I Am An Angry Person
I am angry. I am an angry woman. I am an angry person.
I am enraged by the traumtatic events I was subjected to. I am incensed by how people responded to my evident distress at the time. I am furious with the perpetrators and enablers refusal to accept responsibility for the affect their actions have had on my mental health. I am livid that my resulting psychological needs have been dismissed and continue to go dismissed by some.
I am fuming over the hundreds of times I have been taken advantage of and, more to the point, all the times I have allowed people to take advantage because I was too concerned with hurting their feelings or because I was afraid of making a scene (#metoo) or of being perceived as a bitch. I am angry with myself for the times I didn’t call someone out because I was too concerned with being “nice”
I am incandescent with how my eldest was treated by his classmates for four years. I am irate with the school staffs reassurances that all was well when they knew it was not. I am beside myself over the complete lack of support he received for the areas in which he struggled with. I am angry with myself for not realising the extent of this in time
I am greatly vexed by the four year school run struggle that impacted us all so negatively. I am angry with myself for not learning to drive yet.
I am seething over the bully who lives on our street who tormented my eldest whilst simultaneously pretending to be his friend and greatly ruined eldests enjoyment of playing outside on the green ideal for outdoor play, if it were not for said bully. Who massively hindered eldests ability to settle in to a new area. I am angry with myself for not choosing another place to live
I am outraged by youngests former nursery multiple attempts to cover up her unhappiness there, rather than admitting there was a problem and helping her thrive. I am angry with myself for allowing myself to be swayed by their reassurances, even though I wasn’t 100% convinced, and subjecting her to days and days of misery.

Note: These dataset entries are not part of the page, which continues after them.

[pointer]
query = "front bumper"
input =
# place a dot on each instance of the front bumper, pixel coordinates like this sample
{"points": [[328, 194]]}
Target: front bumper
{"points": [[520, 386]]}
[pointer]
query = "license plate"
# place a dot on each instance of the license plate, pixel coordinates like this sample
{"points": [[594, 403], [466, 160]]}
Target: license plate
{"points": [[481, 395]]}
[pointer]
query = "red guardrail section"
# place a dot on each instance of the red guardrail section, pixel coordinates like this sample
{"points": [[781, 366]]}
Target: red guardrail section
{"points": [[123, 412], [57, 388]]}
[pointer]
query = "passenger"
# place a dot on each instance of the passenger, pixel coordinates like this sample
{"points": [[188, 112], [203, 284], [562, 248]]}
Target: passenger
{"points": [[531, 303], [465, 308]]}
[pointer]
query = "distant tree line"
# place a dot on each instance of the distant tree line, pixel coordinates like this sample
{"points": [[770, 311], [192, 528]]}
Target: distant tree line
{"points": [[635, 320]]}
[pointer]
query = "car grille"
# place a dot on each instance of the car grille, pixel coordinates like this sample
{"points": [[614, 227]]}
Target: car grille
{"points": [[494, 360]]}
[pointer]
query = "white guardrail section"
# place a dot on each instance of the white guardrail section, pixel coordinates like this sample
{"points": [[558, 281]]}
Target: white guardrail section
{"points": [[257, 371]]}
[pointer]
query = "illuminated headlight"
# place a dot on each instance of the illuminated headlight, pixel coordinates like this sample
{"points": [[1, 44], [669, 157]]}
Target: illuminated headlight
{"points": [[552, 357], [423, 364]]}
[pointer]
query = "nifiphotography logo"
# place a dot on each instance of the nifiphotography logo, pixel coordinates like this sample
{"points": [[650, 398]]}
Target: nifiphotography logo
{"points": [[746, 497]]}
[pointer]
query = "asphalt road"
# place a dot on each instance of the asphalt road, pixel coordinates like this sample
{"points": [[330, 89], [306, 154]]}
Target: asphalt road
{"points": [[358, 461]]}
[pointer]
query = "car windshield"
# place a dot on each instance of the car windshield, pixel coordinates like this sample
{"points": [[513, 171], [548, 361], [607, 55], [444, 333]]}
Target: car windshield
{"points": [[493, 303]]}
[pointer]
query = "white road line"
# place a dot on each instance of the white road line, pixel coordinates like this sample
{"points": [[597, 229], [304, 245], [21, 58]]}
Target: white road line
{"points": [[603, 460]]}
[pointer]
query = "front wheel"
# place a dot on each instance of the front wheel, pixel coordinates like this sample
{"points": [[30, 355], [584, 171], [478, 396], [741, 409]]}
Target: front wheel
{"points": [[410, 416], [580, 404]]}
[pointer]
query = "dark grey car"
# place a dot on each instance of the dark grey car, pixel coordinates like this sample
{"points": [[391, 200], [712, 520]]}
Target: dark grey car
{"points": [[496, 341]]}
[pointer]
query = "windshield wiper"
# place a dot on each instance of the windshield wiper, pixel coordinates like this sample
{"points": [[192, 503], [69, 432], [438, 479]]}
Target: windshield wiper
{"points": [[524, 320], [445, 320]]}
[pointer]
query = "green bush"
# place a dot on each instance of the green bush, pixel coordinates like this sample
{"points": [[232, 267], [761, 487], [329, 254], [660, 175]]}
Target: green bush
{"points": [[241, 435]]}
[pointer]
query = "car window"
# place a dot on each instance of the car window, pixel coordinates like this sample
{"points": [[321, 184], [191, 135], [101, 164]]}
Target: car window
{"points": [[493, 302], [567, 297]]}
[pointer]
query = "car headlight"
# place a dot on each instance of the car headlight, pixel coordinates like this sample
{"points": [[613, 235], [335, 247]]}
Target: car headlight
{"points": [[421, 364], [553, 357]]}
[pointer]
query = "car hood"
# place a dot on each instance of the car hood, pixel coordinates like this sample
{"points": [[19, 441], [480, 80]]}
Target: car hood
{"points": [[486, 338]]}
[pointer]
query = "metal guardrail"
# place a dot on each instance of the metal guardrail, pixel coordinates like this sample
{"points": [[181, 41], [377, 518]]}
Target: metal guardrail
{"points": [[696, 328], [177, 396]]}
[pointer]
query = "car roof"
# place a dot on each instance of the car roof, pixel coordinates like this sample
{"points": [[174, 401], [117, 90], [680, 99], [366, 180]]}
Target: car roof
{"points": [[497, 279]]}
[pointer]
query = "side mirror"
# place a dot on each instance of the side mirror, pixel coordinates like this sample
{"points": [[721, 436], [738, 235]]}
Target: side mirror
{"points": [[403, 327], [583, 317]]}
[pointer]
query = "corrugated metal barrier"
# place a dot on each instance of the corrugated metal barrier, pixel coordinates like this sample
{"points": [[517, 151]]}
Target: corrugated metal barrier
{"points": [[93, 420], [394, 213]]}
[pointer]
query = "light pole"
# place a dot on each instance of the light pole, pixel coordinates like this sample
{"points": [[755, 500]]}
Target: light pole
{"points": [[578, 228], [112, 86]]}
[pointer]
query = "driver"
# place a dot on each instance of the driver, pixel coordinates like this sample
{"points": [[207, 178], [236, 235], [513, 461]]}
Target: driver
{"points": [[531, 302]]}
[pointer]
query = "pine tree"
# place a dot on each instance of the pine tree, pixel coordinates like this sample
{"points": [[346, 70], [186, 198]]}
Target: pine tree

I am angry that I allowed my instincts to be clouded
I am pissed off with the world. The corruption, the cruelty, the stupidity, the pettiness. The injustice. The violence. The selfishness. The spite. The hate. The hypocrisy. The senselessness. I am angry that I can’t protect myself or my children from exposure to these things
Writing this blog has helped me to identify five major emotions that seem most prevailent in my depression
They are the reaccuring themes throughout.
Its time to abolish the misconception that depression = sadness because it’s not the case at all.
I am depressed and I am many things, some of which I still can’t identify. But Sad is not one of them. I am depressed and I am frustrated, resentful and racked with guilt. But above all I am depressed and I am angry!